The blood flow information color-converted in this way is displayed on the display unit 15.
Is displayed in color. FIG. 3 shows an example of the display of the display unit 15, in which the isokinetic flow line 19 is displayed in white on the blood flow 2, and the blood having the isokinetic flow line 19 set in the color bar 3 is also displayed. Corresponding flow velocity markers 20 are displayed in white corresponding to the flow velocity. The iso-velocity line 19 indicates the iso-velocity region of the blood flow.

Therefore, the doctor or the like can see the uniform flow rate line 19 displayed on the display unit 15.
It is possible to confirm the more uniform flow velocity area accurately and easily.
By setting the uniform flow velocity line 19 to the abnormal blood flow velocity, it becomes possible to intuitively determine the severity of the sample from the area of the abnormal blood flow site.

Although one embodiment of the present invention has been described above, it is needless to say that the present invention is not limited to the above embodiment and can be appropriately modified within the scope of the gist of the present invention.

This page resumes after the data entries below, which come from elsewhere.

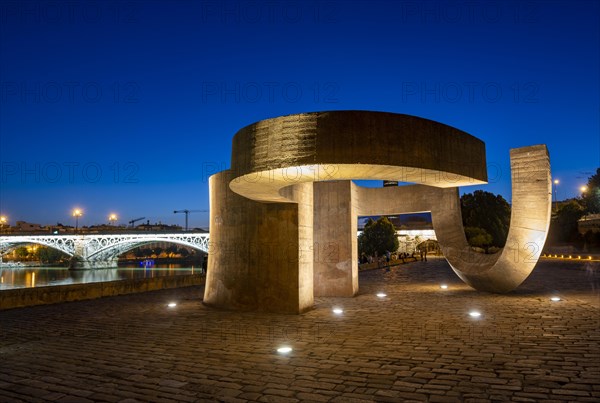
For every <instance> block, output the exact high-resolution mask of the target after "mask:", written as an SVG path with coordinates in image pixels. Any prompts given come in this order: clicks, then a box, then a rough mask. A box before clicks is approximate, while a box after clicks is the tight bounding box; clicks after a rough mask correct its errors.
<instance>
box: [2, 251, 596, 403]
mask: <svg viewBox="0 0 600 403" xmlns="http://www.w3.org/2000/svg"><path fill="white" fill-rule="evenodd" d="M599 265H600V263H598V262H584V261H582V262H564V261H558V260H541V261H540V262H539V263H538V266H537V267H536V269H535V270H534V271H533V273H532V275H531V276H530V277H529V278H528V279H527V281H526V282H525V283H524V284H523V285H522V286H521V287H519V288H518V289H517V290H516V291H514V292H511V293H509V294H506V295H496V294H488V293H483V292H478V291H475V290H473V289H471V288H469V287H468V286H466V285H465V284H463V283H462V282H461V281H460V280H459V279H458V278H457V277H456V275H455V274H454V273H453V272H452V270H451V269H450V268H449V266H448V264H447V263H446V261H445V260H443V259H440V258H430V259H429V261H428V262H414V263H410V264H406V265H401V266H397V267H394V268H391V269H390V271H389V272H388V271H386V270H371V271H367V272H362V273H360V280H359V281H360V283H359V284H360V294H359V295H358V296H357V297H355V298H318V299H316V304H315V309H314V310H312V311H310V312H308V313H306V314H303V315H297V316H295V315H273V314H263V313H256V312H252V313H239V312H226V311H218V310H214V309H209V308H206V307H204V306H203V305H202V302H201V297H202V291H203V289H202V287H201V286H194V287H186V288H180V289H170V290H162V291H155V292H148V293H144V294H136V295H126V296H117V297H107V298H102V299H97V300H91V301H81V302H69V303H62V304H56V305H47V306H37V307H30V308H20V309H12V310H6V311H0V401H2V402H11V401H58V402H91V401H109V402H136V401H139V402H148V401H151V402H155V401H156V402H176V401H177V402H196V401H225V402H243V401H260V402H296V401H311V402H315V401H317V402H318V401H324V402H325V401H329V402H367V401H389V402H400V401H430V402H500V401H515V402H575V401H577V402H598V401H600V268H599V267H598V266H599ZM441 284H446V285H447V286H448V288H446V289H442V288H440V285H441ZM381 292H382V293H385V294H386V296H384V297H383V296H382V297H379V296H377V295H376V294H377V293H381ZM551 297H559V298H560V299H561V300H560V301H552V300H551ZM170 302H175V303H177V306H175V307H169V306H168V304H169V303H170ZM333 308H339V309H341V310H343V312H342V313H340V314H336V313H334V312H333V311H332V310H333ZM475 310H476V311H478V312H479V313H480V316H479V317H476V318H475V317H472V316H470V312H472V311H475ZM282 346H287V347H291V348H292V351H291V352H289V353H287V354H282V353H278V352H277V351H276V349H277V348H279V347H282Z"/></svg>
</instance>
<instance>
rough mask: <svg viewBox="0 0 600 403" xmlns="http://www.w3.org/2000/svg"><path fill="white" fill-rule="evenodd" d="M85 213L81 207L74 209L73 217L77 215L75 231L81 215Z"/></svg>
mask: <svg viewBox="0 0 600 403" xmlns="http://www.w3.org/2000/svg"><path fill="white" fill-rule="evenodd" d="M82 215H83V211H81V210H80V209H78V208H76V209H75V210H73V217H75V232H77V229H78V228H79V217H81V216H82Z"/></svg>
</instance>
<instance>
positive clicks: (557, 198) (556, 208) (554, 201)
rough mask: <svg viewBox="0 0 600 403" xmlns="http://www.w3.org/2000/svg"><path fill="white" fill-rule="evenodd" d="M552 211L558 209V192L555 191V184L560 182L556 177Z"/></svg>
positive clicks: (555, 185)
mask: <svg viewBox="0 0 600 403" xmlns="http://www.w3.org/2000/svg"><path fill="white" fill-rule="evenodd" d="M553 183H554V211H556V210H557V209H558V192H557V191H556V185H558V184H559V183H560V181H559V180H558V179H554V182H553Z"/></svg>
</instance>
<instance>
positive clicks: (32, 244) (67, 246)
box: [0, 236, 75, 256]
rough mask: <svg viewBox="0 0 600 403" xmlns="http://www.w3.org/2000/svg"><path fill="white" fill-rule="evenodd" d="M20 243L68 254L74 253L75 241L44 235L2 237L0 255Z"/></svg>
mask: <svg viewBox="0 0 600 403" xmlns="http://www.w3.org/2000/svg"><path fill="white" fill-rule="evenodd" d="M21 245H42V246H47V247H49V248H52V249H56V250H58V251H60V252H63V253H65V254H67V255H69V256H73V255H74V254H75V243H74V240H73V239H64V238H56V237H51V236H48V237H44V236H31V237H28V236H17V237H10V238H9V237H3V239H2V240H1V241H0V255H3V254H5V253H6V252H8V251H9V250H11V249H13V248H17V247H19V246H21Z"/></svg>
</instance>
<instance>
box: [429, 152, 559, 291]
mask: <svg viewBox="0 0 600 403" xmlns="http://www.w3.org/2000/svg"><path fill="white" fill-rule="evenodd" d="M510 166H511V177H512V212H511V220H510V229H509V232H508V237H507V240H506V246H505V247H504V248H503V249H502V250H501V251H499V252H498V253H496V254H493V255H484V254H480V253H476V252H474V251H473V250H472V249H471V248H470V247H469V245H468V244H467V240H466V238H465V235H464V230H463V226H462V218H461V213H460V203H459V199H458V193H457V195H456V203H447V204H445V205H444V206H443V207H442V208H441V209H436V210H433V211H432V212H431V214H432V220H433V225H434V228H435V230H436V235H437V238H438V242H439V243H440V247H441V249H442V251H443V253H444V256H445V257H446V259H447V260H448V263H450V266H451V267H452V269H453V270H454V272H455V273H456V274H457V275H458V276H459V277H460V278H461V279H462V280H463V281H464V282H466V283H467V284H469V285H470V286H471V287H473V288H475V289H477V290H481V291H489V292H500V293H502V292H508V291H511V290H513V289H515V288H516V287H518V286H519V285H520V284H521V283H522V282H523V281H524V280H525V279H526V278H527V276H529V274H530V273H531V271H532V270H533V268H534V267H535V265H536V263H537V261H538V259H539V257H540V254H541V252H542V249H543V247H544V243H545V241H546V235H547V233H548V227H549V226H550V214H551V208H552V181H551V177H550V159H549V156H548V150H547V148H546V146H545V145H536V146H530V147H523V148H516V149H512V150H510Z"/></svg>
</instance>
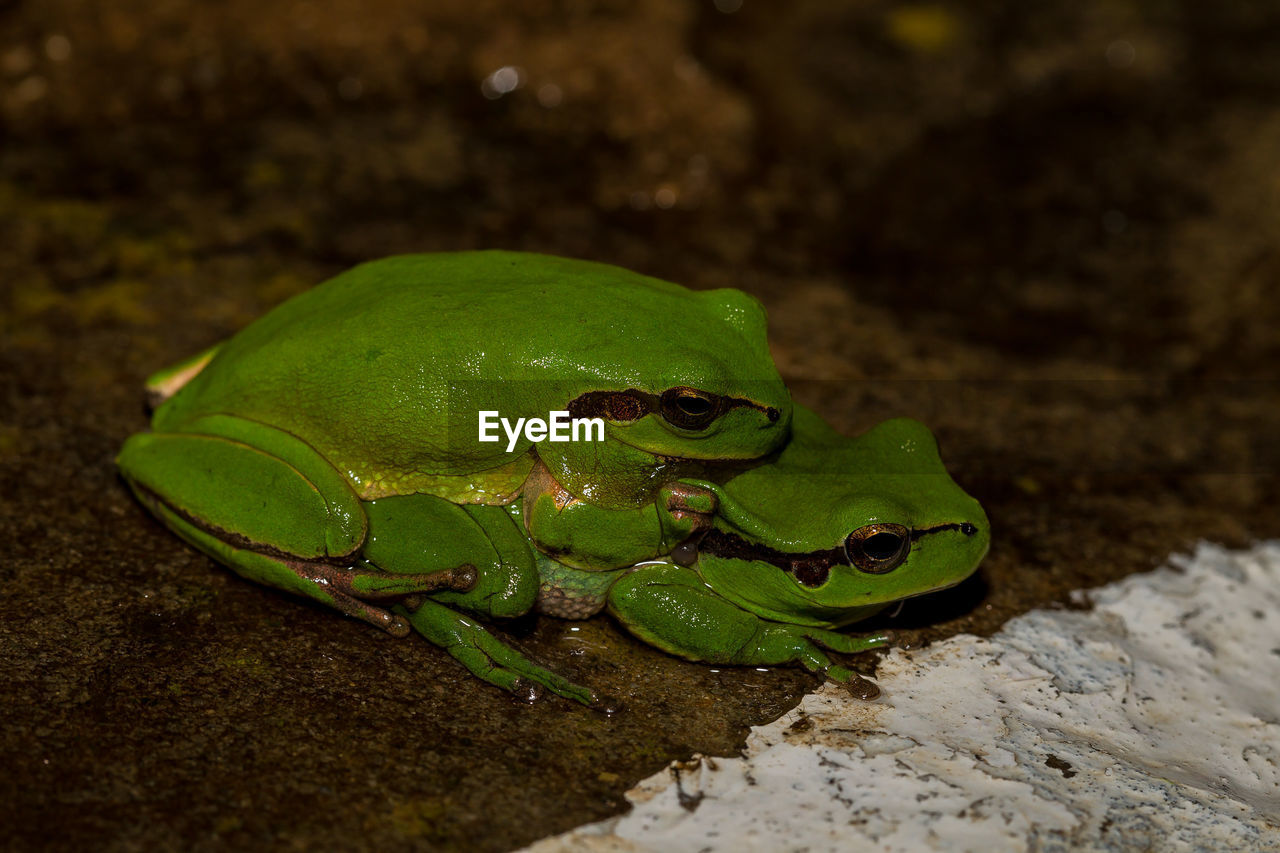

[Effects of the Invention] As described in detail above, according to the present invention, it is possible to provide an ultrasonic blood flow imaging apparatus capable of accurately and easily confirming a constant flow velocity region of blood flow information.

[Brief description of drawings]

FIG. 1 is a block diagram showing the main part of an ultrasonic blood flow imaging apparatus according to an embodiment of the present invention, and FIG. 2 is an explanatory view for explaining the operation of a color conversion unit in the apparatus of this embodiment,
FIG. 3 is an explanatory diagram showing an example of a display in the device of this embodiment, and FIG. 4 is an explanatory diagram showing an example of a display in the conventional device. 14 ... Color conversion unit, 16 ... Speed input unit.

Claims (1)

[Claims] 1. An average velocity of blood flow is calculated from an echo component from an object of ultrasonic waves transmitted toward the object,
In an ultrasonic blood flow imaging apparatus that displays the calculated average blood velocity in color, a velocity input unit that can input a desired blood velocity and a color corresponding to the blood velocity input by this velocity input unit are displayed. An ultrasonic blood flow imaging apparatus comprising: a color conversion unit capable of setting a constant flow rate line of a blood flow on a display screen by converting the color into a color distinguishable from colors adjacent to each other on the screen.